Many decades before the IIoT has been postulated to be the fourth industrial revolution, material properties as well as material models have been investigated in order to simulate manufacturing processes. Kraft et al. simulated the die pressing and sintering of ceramics to optimize the die by means of finite element (FE) analysis [19]. The author of this article himself used combined experiments and FE simulations to determine material properties [20, 21]. As in-process methods combined with IoT sensor signals the FEM analysis will increase the model’s accuracy significantly. However, even todays commercial computers are not powerful enough, to deliver results within acceptable response times.

4 Requirements

The industrial internet of things not only changes the world of manufacturing. Technical prospects on the one hand side and technical contraints on the other are defining the requirements of the manufacturing ecosystem. Since smart devices and cyber physical (production) systems are available from multiple suppliers, it becomes obvious, that a common integration space is required for setting up the communication within the system. And it needs data: meta data from the machines in the production line, oftenly already generated when the machine itself is developed and produced (machine lifecycle data), and data from the production process (field data). This for sure includes a common semantics of information and data collected from the field. Furthermore the data acquisition has to be absolutely robust and reliable in the industrial environment. However, solely collecting data must not be the goal of the overall effort. The data have to be analyzed by appropriate means in order to enable further actions in the system. This sometimes requires local processing power, e.g. by edge computing, and decentralized data storage capacities, e.g. in the cloud. When analyzing field data for process monitoring and predictive maintenance thresholds need to be defined. These can either be calculated analytically or by model assumtions an iterative solutions or by recording reference values from the field. The latter represents the “expert’s experience” and is mostly used in the field.

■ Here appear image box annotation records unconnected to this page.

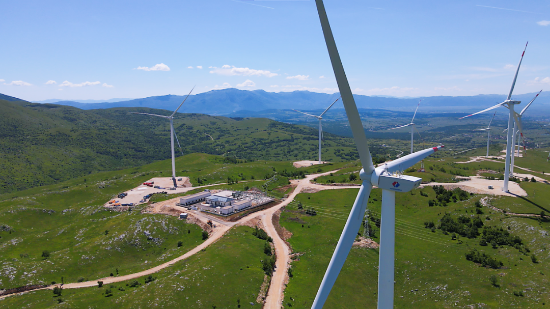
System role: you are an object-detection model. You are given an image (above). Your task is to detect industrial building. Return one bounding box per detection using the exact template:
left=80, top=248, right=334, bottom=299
left=180, top=190, right=212, bottom=206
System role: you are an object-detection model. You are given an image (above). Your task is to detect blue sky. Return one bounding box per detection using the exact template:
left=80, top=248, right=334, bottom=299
left=0, top=0, right=550, bottom=101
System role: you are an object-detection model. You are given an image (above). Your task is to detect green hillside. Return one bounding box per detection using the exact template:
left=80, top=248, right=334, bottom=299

In addition to integrating and interfacing systems and machines the ecosystems is extended to business partners like suppliers and customers. Therefore several more interfaces have to be set up, further increasing the complexity of the manufacturing ecosystem. Inevitably this leads to the demand for a platform approach with interfaces to business partners, machines and systems, and software and applications (Fig. 3).

Fig. 3.
figure 3

Manufacturing ecosystem with data integration platform approach.

Of course, availability and all aspects of cyber security are of utmost importance for a reliable manufacturing framework in industry 4.0. The progress in this area is encouraging, however, the security issue will never be solved a full 100%.

5 Conclusion and Future Scope

The business transformation driven by the internet of things and services already has a deep impact on the manufacturing processes. Manufacturing like many other industrial disciplines is continuously growing together with information technology with many chances and opportunities but with restrictions and consequences as well.

If data collected from both, the machinery and the field level is significant and reliable it enables analyses and measures to improve process quality and efficiency in production. Nevertheless, the chances arising have not been completely implemented up to now. Even in spite of the awesome progress in computer technology some areas still lack technical capabilities. Here artificial intelligence and quantum computing will provide future enhancement.